2015年8月28日(金)
不動産相続の落とし穴
FPの勉強会で標記の講義を受講してきました。講師は,一般社団法人日本シルバーサポート協会の藤井智英さんです。
不動産の相続がある場合に注意すべき点がいくつかありますが,最も大事なのは,しっかりと不動産の価値を把握することだと思います。
まず,不動産の現在価値を調べるときに,不動産業者の簡易査定を取ることがよくあります。

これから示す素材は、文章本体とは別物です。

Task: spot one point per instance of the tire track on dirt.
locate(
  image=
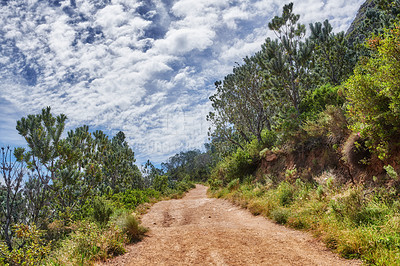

これは,簡単に取得できるという点でありがたいのですが,実際に売れる価格とは異なる場合があるので注意しなければなりません。
固定資産税評価額,路線価についても調べ,それぞれの意味などひととおりの知識を持って,できるだけ客観的に把握する必要があります。
次に,不動産をこれからどう利用するか(どうやって遺産分割するか)を考え,それぞれの場合分けと将来の経済的な価値を考えます。
誰がどのように使っているのかという現状と,これから誰がどのように使うのか,使いたいのか,というニーズを調べます。
そして,住むのか売るのか,売るとしていつ売るのか,を良く考えなければいけません。その際は,税金がいくらくらいになるかも調べないと,意外と税金がかかり損する場合もあります。
税金というのは,相続税申告の際の小規模宅地等の特例等に限りません。遺産分割後に売却するというのであれば譲渡所得税がかかり,ずっと持っているというのであれば固定資産税がかかります。いろいろな状況を想定して,慎重に検討する必要があります。
譲渡所得税とは,土地・建物等を売ったときにかかる税金です。この譲渡所得の計算は,
収入金額-(取得費+譲渡費用)-特別控除額=課税譲渡所得金額
となり,実際にいくらの税金を払うかは,取得費や譲渡費用がどのくらいなるか,また居住用不動産の特例が使えるか,長期譲渡か短期譲渡か,などで大きく異なってきます。
したがって,相続によって取得した不動産を売却することまで予定しているのであれば,そこまで計算しておかないと,税金の額まで含めた厳密な経済的価値がわからないことになります。